After intensive negotiations, the Nicaraguan Government and representatives from the Nicaraguan Resistance signed a series of agreements, including a ceasefire beginning on 19 April 1990 and established eight security zones, in which members of the Nicaraguan Resistance were demobilized by unarmed UNMOs and armed VENBATT troops. The Nicaraguan Government forces withdrew from the security zones allowing members of the Nicaraguan Resistance to assemble there. The parties requested ONUCA’s support in monitoring the ceasefire and separation of forces, and the mission’s mandate was expanded three times over the course of the demobilization through Security Council Resolutions 653 (1990), 654 (1990) and 656 (1990).  

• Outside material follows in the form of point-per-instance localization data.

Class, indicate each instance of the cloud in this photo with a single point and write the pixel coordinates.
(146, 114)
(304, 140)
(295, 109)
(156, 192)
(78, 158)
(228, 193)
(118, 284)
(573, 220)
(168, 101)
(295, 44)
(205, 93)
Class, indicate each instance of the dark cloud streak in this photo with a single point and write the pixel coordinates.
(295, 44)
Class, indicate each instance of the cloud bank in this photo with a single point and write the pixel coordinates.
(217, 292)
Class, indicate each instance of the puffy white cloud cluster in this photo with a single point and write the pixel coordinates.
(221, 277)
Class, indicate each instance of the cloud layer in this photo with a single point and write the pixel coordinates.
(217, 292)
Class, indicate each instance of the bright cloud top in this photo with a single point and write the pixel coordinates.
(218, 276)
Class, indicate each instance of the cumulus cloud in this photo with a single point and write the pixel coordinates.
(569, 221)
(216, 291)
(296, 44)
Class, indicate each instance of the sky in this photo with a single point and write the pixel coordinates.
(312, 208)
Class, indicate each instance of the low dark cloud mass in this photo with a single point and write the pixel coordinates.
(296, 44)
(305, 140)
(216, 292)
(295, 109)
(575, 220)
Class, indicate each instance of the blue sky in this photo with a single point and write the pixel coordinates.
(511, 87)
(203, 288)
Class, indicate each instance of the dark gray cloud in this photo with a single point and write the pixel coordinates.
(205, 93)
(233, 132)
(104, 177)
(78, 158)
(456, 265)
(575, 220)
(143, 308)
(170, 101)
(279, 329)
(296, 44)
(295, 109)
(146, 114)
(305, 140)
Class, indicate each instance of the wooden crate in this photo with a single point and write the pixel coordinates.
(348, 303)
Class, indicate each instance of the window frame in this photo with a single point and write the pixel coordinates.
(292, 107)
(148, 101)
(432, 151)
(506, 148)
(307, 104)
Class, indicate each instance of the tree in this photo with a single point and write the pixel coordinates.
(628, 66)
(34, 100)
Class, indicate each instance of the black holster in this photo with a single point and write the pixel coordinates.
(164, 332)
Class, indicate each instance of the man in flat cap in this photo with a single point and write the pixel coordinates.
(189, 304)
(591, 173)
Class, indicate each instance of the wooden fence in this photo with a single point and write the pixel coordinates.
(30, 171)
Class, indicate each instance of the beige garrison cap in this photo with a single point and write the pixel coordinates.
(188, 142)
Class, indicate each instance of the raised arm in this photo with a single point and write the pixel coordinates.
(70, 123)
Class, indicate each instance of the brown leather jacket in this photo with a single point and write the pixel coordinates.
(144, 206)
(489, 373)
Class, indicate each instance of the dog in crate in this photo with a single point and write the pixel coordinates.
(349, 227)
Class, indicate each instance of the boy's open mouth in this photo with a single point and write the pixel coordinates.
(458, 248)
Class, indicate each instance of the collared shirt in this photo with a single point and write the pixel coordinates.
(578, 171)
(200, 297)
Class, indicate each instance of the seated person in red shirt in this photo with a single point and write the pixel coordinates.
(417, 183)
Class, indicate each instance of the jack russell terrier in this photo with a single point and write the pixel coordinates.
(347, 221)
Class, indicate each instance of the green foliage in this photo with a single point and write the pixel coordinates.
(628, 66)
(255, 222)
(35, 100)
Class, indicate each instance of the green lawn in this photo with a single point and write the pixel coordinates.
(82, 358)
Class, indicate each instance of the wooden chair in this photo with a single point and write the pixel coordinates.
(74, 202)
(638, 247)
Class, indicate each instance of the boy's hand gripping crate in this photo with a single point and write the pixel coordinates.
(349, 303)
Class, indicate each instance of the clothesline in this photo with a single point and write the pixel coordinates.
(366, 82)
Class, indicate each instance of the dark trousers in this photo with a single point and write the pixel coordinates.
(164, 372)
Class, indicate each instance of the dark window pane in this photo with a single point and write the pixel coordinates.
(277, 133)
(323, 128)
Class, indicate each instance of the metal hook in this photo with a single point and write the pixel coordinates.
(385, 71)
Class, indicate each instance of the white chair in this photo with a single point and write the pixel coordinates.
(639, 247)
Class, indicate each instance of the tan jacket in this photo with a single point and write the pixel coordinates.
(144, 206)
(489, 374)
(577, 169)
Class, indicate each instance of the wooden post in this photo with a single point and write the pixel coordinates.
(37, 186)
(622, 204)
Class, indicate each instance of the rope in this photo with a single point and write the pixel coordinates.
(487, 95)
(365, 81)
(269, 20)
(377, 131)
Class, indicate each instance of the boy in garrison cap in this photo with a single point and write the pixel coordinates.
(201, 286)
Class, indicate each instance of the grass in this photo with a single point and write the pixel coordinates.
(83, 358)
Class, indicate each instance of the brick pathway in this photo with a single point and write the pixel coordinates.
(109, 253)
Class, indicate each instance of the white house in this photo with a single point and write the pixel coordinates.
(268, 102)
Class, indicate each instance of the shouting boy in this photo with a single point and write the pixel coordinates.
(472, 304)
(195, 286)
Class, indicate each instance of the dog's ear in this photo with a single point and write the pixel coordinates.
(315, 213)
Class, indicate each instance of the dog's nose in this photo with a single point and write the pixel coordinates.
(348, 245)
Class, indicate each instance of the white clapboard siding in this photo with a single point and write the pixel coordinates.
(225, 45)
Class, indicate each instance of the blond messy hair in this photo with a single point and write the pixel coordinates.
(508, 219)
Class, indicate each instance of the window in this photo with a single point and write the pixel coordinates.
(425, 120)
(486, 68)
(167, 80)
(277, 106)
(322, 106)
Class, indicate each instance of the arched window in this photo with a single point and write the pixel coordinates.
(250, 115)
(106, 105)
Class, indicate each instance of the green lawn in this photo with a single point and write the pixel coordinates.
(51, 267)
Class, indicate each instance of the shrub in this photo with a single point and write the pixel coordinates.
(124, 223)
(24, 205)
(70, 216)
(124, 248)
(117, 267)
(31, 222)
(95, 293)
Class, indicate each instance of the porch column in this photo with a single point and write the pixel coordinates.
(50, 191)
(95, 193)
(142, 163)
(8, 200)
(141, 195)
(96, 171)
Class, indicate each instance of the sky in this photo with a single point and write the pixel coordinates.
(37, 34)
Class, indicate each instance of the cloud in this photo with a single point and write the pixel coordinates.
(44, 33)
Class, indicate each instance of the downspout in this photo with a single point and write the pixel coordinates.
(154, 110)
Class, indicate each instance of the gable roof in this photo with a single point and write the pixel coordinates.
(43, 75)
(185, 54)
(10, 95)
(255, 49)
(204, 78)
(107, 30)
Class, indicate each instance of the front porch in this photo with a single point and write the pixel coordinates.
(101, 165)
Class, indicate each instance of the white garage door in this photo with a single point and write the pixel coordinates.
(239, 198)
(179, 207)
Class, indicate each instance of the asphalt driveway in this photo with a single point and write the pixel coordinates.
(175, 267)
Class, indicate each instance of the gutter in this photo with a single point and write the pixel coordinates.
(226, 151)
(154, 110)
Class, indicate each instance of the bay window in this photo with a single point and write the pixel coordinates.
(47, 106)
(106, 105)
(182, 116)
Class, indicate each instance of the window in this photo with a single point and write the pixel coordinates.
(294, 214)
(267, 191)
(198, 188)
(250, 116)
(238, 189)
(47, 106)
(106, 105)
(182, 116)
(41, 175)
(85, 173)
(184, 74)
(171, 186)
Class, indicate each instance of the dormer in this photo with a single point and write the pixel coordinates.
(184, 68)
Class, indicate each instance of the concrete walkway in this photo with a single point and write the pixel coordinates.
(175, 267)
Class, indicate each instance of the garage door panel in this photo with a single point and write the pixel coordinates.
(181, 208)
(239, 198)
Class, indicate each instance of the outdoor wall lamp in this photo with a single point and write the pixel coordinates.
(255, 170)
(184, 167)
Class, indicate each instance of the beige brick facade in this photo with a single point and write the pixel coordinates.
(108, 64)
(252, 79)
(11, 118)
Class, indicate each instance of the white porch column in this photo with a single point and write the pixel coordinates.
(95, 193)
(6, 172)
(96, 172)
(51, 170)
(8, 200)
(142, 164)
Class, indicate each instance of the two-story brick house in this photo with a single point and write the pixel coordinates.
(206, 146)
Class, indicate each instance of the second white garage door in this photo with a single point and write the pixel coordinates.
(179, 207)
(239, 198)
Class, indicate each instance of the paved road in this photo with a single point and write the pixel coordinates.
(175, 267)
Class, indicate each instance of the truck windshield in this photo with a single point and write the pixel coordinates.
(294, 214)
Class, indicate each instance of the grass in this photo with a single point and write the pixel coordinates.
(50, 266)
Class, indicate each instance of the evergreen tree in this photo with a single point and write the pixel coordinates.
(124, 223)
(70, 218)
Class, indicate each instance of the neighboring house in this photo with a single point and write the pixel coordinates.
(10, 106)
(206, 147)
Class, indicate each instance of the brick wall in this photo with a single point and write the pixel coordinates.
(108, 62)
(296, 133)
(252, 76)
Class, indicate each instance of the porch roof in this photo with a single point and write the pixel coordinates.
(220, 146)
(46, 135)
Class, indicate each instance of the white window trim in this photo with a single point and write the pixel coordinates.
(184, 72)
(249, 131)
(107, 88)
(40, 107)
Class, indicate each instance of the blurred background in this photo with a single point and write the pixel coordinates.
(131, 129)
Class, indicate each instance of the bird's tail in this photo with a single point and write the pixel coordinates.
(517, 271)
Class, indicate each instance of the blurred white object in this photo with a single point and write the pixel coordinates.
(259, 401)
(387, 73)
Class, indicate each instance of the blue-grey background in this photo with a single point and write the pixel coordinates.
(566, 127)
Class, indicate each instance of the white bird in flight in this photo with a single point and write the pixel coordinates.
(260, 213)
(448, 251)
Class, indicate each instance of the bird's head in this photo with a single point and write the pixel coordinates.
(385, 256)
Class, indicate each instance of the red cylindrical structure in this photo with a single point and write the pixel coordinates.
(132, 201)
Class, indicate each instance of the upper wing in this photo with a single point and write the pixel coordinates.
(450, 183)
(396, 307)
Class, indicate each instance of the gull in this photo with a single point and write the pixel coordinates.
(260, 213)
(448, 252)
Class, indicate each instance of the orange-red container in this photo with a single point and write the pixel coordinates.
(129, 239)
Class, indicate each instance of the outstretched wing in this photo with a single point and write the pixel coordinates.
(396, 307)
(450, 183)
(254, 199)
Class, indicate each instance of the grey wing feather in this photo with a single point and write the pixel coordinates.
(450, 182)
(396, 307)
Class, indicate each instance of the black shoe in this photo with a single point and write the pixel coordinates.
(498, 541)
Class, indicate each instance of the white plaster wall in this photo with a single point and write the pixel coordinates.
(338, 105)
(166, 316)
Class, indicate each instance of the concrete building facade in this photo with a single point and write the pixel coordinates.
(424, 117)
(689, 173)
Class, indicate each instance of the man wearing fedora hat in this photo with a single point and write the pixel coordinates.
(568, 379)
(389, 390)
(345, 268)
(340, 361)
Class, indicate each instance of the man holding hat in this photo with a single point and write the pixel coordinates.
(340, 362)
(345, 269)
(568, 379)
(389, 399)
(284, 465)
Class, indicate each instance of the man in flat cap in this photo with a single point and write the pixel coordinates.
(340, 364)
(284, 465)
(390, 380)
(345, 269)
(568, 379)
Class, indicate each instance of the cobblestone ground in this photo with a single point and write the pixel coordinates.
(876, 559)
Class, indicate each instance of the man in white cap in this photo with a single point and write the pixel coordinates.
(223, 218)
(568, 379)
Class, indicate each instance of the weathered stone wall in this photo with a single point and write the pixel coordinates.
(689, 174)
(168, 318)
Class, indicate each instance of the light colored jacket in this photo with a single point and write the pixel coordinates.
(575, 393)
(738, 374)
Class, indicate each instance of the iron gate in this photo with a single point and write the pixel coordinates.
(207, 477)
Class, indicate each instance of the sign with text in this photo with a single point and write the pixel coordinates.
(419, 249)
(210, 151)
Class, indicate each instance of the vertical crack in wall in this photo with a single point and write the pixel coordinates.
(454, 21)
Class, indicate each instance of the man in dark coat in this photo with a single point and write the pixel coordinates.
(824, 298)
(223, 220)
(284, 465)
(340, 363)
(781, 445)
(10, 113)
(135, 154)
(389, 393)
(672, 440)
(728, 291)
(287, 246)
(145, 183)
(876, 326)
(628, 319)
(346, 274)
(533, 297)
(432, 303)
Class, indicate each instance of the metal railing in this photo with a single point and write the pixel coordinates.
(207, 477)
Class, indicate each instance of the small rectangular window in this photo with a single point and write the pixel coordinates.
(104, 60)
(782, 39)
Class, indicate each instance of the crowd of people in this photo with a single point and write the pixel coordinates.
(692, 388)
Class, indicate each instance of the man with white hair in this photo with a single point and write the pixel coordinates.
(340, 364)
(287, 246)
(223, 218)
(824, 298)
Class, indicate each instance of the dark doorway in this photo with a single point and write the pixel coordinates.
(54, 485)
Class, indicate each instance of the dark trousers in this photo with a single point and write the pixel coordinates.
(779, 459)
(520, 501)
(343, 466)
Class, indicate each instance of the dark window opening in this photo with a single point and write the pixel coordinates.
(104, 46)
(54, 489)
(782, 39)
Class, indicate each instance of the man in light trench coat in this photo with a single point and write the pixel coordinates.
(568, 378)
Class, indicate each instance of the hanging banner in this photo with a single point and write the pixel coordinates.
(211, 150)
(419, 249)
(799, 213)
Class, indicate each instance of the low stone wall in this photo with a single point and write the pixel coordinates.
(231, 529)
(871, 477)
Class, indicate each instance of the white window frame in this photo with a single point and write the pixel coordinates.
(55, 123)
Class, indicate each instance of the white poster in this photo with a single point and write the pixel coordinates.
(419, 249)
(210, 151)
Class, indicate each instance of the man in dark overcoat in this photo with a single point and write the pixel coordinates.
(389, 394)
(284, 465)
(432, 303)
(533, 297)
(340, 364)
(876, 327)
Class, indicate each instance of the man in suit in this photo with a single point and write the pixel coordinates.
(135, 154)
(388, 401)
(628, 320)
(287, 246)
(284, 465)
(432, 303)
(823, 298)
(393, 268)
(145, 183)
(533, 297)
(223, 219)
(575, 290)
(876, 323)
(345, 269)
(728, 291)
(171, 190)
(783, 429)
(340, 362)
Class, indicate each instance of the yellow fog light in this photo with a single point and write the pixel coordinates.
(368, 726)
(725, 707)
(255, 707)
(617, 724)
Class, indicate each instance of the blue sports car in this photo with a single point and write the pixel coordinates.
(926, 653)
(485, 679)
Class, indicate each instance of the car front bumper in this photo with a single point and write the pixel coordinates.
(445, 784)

ONUCA’s participation in the demobilization of the Nicaraguan Resistance within Nicaragua and Honduras, known as Operation Home Run, included the establishment of temporary assembly points; the handover of weapons, military equipment, and military uniforms; and collaboration with the International Support and Verification Commission (CIAV) in repatriating and resettling the demobilized forces. Although logistical difficulties and distrust between the Nicaraguan Government and the Nicaraguan Resistance slowed the process down, the demobilization process was successfully completed on 5 July 1990 with the demobilization of 22,773 armed and unarmed members of the Nicaraguan Resistance and a total of 17,883 weapons handed over to ONUCA. 

Upon the completion of the demobilization of the Nicaraguan Resistance, ONUCA reverted to fulfilling its original mandate to verify compliance with the Esquipulas II agreements and to patrol areas where violations were most likely to occur in the five countries. The mandate was extended three more times through Security Council Resolutions 675, 691, and 719, with corresponding reductions in the mission’s size. Over the course of the mission, ONUCA was led by three Chiefs of Mission (CMO): Agustín Quesada Gómez (November 1989 – December 1990); Lewis MacKenzie (December 1990 – May 1991); and Víctor Suanzes Pardo (May 1991 – January 1992). 

On 28 October 1991, the Secretary-General reported to the Security Council that the situation in the area had greatly improved, and the five countries were making efforts to adhere to the commitments agreed to in the Esquipulas II agreements. ONUCA’s mandate was terminated by Security Council Resolution 730, dated 17 January 1992. As part of Operation Paloma Blanca, 131 ONUCA military observers were transferred to the United Nations Observer Mission in El Salvador (ONUSAL) on 24 January 1992, while other ONUCA staff members supervised the closing of the mission and were retained and phased out over a period of three and a half months.